Le conjoint sans ressources ni patrimoine

Le conjoint sans ressources ni patrimoine

Rapport du 121e Congrès des notaires de France - Dernière date de mise à jour le 31 janvier 2025
– La veuve en situation de précarité. – On constate une forte inégalité entre les hommes et les femmes face au décès de leur conjoint. Les hommes ont le plus souvent des revenus supérieurs à ceux de leur conjointe, les femmes ont donc statistiquement moins de chance de pouvoir maintenir leur niveau de vie. La figure du conjoint survivant est une figure historiquement féminine. Il n'est donc pas rare que le décès du prémourant aggrave la situation de précarité de son épouse. La situation n'est pas nouvelle. Déjà le droit romain réservait à la veuve en situation difficile la quarte du conjoint pauvre. Aujourd'hui le Code civil prévoit un certain nombre de recours alimentaires pour le conjoint « dans le besoin ».
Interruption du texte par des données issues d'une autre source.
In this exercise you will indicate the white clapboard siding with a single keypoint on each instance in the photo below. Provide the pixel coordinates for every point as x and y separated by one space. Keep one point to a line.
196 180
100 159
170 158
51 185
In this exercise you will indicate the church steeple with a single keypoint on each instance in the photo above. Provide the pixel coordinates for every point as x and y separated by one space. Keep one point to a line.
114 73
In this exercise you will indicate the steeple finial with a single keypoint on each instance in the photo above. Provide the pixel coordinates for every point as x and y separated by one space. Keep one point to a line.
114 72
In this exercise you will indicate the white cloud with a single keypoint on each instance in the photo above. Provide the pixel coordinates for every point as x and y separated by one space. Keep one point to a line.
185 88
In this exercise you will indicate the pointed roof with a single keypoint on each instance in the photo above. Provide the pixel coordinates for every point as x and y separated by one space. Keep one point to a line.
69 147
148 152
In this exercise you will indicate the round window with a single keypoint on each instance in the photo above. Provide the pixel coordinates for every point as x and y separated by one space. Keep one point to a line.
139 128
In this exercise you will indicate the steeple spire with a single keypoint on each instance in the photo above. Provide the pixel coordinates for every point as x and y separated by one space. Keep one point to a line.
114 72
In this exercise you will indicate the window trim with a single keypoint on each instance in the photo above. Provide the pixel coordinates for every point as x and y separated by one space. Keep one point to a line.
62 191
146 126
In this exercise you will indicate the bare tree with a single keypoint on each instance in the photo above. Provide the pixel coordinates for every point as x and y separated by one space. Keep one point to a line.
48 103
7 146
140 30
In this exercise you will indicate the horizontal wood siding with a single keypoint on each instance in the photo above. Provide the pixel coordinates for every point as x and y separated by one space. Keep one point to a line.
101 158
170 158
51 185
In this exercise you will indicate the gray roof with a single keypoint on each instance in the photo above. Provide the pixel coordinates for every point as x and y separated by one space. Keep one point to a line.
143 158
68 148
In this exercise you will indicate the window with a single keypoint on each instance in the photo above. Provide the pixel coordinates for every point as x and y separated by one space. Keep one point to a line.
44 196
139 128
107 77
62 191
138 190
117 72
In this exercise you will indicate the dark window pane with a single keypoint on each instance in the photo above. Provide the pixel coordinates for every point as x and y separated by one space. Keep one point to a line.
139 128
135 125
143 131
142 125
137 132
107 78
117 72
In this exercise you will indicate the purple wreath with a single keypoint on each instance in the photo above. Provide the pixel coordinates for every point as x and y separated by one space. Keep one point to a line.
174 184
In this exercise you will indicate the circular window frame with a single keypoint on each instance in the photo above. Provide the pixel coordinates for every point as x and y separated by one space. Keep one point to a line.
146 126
– Les recours alimentaires contre la succession. – L'article 767 du Code civil vient prolonger au-delà de la mort le devoir de secours entre époux de l'article 212 du même code en permettant au conjoint d'obtenir une pension alimentaire. L'octroi de la pension est subordonné à « l'état de besoin » du conjoint, d'une part, et à la solvabilité de la succession, d'autre part. Il doit être sollicité dans le délai d'un an et est prélevé sur l'actif net successoral. Même exhérédé, même renonçant, le conjoint peut revendiquer cette pension alimentaire.
– Les recours alimentaires de droit commun. – Le Code civil impose une obligation alimentaire réciproque entre les personnes unies par un lien étroit de parenté ou d'alliance. La liste légale résultant des articles 205 à 211 du Code civil est limitative. L'obligation existe notamment entre descendants et ascendants à tous les degrés et à l'égard des gendre et bru. Le conjoint peut donc se tourner vers ses enfants, ses petits-enfants ou ses propres ascendants, s'ils sont en vie, et vers son gendre ou sa belle-fille.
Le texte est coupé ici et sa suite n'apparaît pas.